Gold suffered its worst day in a year as the prospect of tapering led a sharp covering of long positions. The precious metal crashed down through the rising trend line which has underpinned price all year. For now Gold has stalled at the 61.8% Fibonacci retracement of the last leg up.
ECB Disappoints Doves.
Investor expectations over the summer had built up in favour of further ECB easing driven by Brexit uncertainty and the bank’s forward guidance ahead of the referendum. However, despite these expectations markets were left disappointed in July when the bank struck an unexpectedly neutral tone, downplaying the impact of Brexit. A slew of positive data prints since then have further confounded bearish expectations with EUR short positions being covered accordingly.
The argument for tapering is the prospect of rising inflation over the coming months.

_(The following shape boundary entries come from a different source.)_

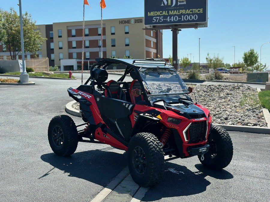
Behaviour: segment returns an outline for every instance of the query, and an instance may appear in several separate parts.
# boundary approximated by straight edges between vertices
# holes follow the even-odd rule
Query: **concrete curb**
[[[19,77],[20,75],[13,75],[10,74],[0,74],[0,76],[14,76],[16,77]],[[29,76],[29,77],[30,78],[49,78],[52,79],[68,79],[69,80],[76,80],[77,78],[70,79],[68,78],[57,78],[57,77],[49,77],[46,76]]]
[[[29,81],[28,83],[4,83],[0,82],[0,85],[8,85],[9,86],[28,86],[28,85],[34,85],[36,83],[34,82]]]
[[[77,102],[75,100],[70,102],[66,105],[65,110],[68,114],[69,114],[73,116],[80,117],[79,111],[76,110],[72,107],[72,105]]]
[[[72,108],[72,104],[74,104],[76,102],[74,101],[68,103],[66,105],[65,110],[67,113],[68,113],[73,115],[74,116],[80,117],[80,116],[79,111]],[[266,110],[268,112],[269,114],[269,112],[268,111],[268,110]],[[270,119],[270,114],[269,114],[269,118]],[[270,124],[268,121],[267,121],[267,125],[268,126],[270,125]],[[223,124],[213,124],[222,126],[225,130],[229,131],[237,131],[241,132],[270,134],[270,127],[256,127],[254,126],[243,126]]]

The ECB forecasts inflation to be at 1.2% in Q1 2017, but 0.7% of the anticipated pick-up is driven by Oil prices. The increase, therefore, won’t imply that the bank has observed a “sustained adjustment in the path of inflation” and hence end the QE programme. The ECB is instead likely to remain focused on low core inflation which is not yet on track to rise towards its historical average next year as forecast by the ECB.
However, it is key to point out that no formal talks on adjustments to asset purchases have commenced yet. With this is mind there is still scope for incoming data and future developments such as Formal Brexit, European banking sector worries and Italian referendum to disrupt the ECB;s forecasts which could in fact lead to QE being extended.
QE Extension Still A Possibility
Indeed, there were two key points made by Draghi at the recent meeting which suggest the bank will still introduce an extension to its current QE programme.
First, Draghi noted that “over the coming months HICP inflation is expected to pick up, in large part owing to base effects. Yet underlying price pressures continue to lack a convincing upward trend and remain an ongoing source of concern”.
Secondly, Draghi noted that “Importantly, the projected path of inflation remains conditional on exceptionally supportive financing conditions… the full impact of the March decisions is now in the macroeconomic projections… These low rates do reflect to some extent expectations of a continuation of the extraordinary monetary policy support”.
Traders will be paying close attention to the ECB at their upcoming October meeting in two weeks’ time, and Draghi is sure to be questioned about tapering during the press conference following the decision.
For now, EURUSD remains firmly in consolidation mode with price action having stagnated over the last few weeks. The next clear catalyst for a directional move will be the US employment reports on Friday. Market consensus is expecting a stronger number which will likely boost US rate hike expectations and weigh on the pair.
The contracting triangle which has frame price action over the past few months remains intact with local structural support at the late August lows of 1.1120 underpinning the current phase.